The mural also includes the black and white Shepherd’s Plaid pattern.
Source: John Gray
Sir Walter Scott
Sir Walter Scott, the famous author, was a friend and neighbour to Galashiels and frequently visited both for business and social purposes.
Town Bailie, George Hope-Tait, a recognised scholar of Scott, erected many plagues relating to Scott throughout Galashiels.
Building on the connection further, a plaque of Sir Walter Scott graces the gable end of a building in Bank Street, located opposite a plaque in Bank Close, that commemorates the attendance of Sir Walter Scott and James Hogg, the Ettrick Shepherd, at the Manufacturers Michaelmas Dinner in 1821. The dinner was held in the New Inn in what was then called Scott’s Place, which has since been renamed Bank Street.

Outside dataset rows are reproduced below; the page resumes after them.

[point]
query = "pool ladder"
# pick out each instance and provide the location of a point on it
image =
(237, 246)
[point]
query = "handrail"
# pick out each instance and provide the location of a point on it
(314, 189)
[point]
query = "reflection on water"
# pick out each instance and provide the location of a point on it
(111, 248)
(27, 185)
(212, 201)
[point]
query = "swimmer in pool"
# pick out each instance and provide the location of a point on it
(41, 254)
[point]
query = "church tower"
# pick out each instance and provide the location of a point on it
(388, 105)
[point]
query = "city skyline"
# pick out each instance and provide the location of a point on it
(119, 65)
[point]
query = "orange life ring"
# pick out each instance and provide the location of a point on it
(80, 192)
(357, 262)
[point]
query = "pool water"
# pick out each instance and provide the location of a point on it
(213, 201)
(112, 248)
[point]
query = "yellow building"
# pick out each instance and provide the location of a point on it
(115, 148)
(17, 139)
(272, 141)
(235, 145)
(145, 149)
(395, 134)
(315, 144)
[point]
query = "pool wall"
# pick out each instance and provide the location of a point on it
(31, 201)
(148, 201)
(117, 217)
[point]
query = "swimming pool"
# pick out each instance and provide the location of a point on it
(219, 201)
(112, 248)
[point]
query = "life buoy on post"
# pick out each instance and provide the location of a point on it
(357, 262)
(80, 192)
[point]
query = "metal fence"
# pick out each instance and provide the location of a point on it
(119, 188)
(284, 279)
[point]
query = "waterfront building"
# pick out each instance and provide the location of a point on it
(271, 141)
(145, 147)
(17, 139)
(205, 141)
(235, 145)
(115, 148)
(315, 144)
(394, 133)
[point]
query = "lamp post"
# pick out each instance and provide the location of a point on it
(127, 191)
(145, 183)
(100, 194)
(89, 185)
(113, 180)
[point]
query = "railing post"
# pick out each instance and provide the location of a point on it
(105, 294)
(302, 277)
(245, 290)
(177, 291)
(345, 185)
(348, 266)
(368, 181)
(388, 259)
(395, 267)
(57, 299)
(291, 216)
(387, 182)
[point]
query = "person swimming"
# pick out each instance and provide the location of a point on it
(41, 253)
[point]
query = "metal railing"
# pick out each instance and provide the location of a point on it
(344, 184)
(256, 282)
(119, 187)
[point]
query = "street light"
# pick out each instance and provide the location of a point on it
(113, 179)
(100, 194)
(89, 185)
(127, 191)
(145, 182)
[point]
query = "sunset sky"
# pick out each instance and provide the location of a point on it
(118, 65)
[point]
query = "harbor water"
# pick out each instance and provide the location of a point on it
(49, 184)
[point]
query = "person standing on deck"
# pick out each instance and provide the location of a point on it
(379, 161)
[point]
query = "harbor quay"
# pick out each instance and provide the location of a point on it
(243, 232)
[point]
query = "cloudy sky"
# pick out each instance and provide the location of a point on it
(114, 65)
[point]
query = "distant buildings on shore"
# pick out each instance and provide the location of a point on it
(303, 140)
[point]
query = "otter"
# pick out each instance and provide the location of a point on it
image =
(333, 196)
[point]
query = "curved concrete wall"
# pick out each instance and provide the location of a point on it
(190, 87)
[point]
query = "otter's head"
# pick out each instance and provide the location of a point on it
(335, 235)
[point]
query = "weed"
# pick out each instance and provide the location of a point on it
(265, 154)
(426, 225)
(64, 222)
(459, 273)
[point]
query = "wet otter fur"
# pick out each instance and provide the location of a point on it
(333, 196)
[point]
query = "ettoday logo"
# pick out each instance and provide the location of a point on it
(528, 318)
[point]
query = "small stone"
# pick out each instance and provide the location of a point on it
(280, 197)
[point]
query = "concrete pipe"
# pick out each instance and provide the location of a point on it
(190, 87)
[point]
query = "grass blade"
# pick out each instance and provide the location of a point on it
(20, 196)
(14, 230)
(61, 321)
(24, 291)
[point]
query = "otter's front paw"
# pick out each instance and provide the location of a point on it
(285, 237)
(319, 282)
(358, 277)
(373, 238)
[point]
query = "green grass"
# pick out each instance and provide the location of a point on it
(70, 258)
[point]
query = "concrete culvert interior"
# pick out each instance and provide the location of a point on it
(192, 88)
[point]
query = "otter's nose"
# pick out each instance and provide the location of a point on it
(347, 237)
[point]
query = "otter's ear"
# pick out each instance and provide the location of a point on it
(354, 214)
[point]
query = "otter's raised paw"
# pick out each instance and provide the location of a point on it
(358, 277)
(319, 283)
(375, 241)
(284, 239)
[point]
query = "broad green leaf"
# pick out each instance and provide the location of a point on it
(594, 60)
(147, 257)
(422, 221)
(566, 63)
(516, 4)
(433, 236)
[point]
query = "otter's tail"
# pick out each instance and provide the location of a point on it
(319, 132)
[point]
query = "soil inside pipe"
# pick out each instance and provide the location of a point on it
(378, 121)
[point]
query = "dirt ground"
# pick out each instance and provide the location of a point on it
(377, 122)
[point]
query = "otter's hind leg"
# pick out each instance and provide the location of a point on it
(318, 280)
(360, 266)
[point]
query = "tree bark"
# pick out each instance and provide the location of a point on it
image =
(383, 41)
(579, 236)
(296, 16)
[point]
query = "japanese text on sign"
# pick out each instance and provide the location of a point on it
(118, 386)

In 1932, the Abbotsford Scott Fellowship, of which Bailie Tait was a founder member, was asked to come forward with a proposal to commemorate the centenary of Sir Walter Scott’s death. The Fellowship raised funds to finance a monument installed on Bank Street. The bronze bust of Sir Walter Scott is on a light grey granite plinth with an inset bronze panel depicting a bard and relief carving: `O Great and Gallant Scott’.
Source: John Gray
Shepherd’s Plaid Galashiels Heartland of the Borders
The Shepherd’s Plaid pattern was popularised by Sir Walter Scott, who chose it to show his support for the textile industry in the town. In reciprocal recognition of support, the people of Galashiels later adopted black and white as the town colours, and they are never more evident than during the Braw Lads’ Gathering when everyone is encouraged to wear or display black and white check ribbons and rosettes.
Mechanical Flow
The bright and colourful mural interprets how humans, machines and materials combine to create wonderful textile designs. The abstract concept aims to encapsulate the highly skilled craft of textile production heritage, pulled together using Galashiels ‘Heartland of the Borders’ colours. From left to right, there are:
Areas of different tweed patterns
Mechanical detail from a Dobcross Loom
Architectural detail from the building which houses the Great Tapestry of Scotland,
Graphic representation shapes the design of Abbotsford
Illustration of the Tweed Mill in Galashiels taking style influence from the Great Tapestry of Scotland.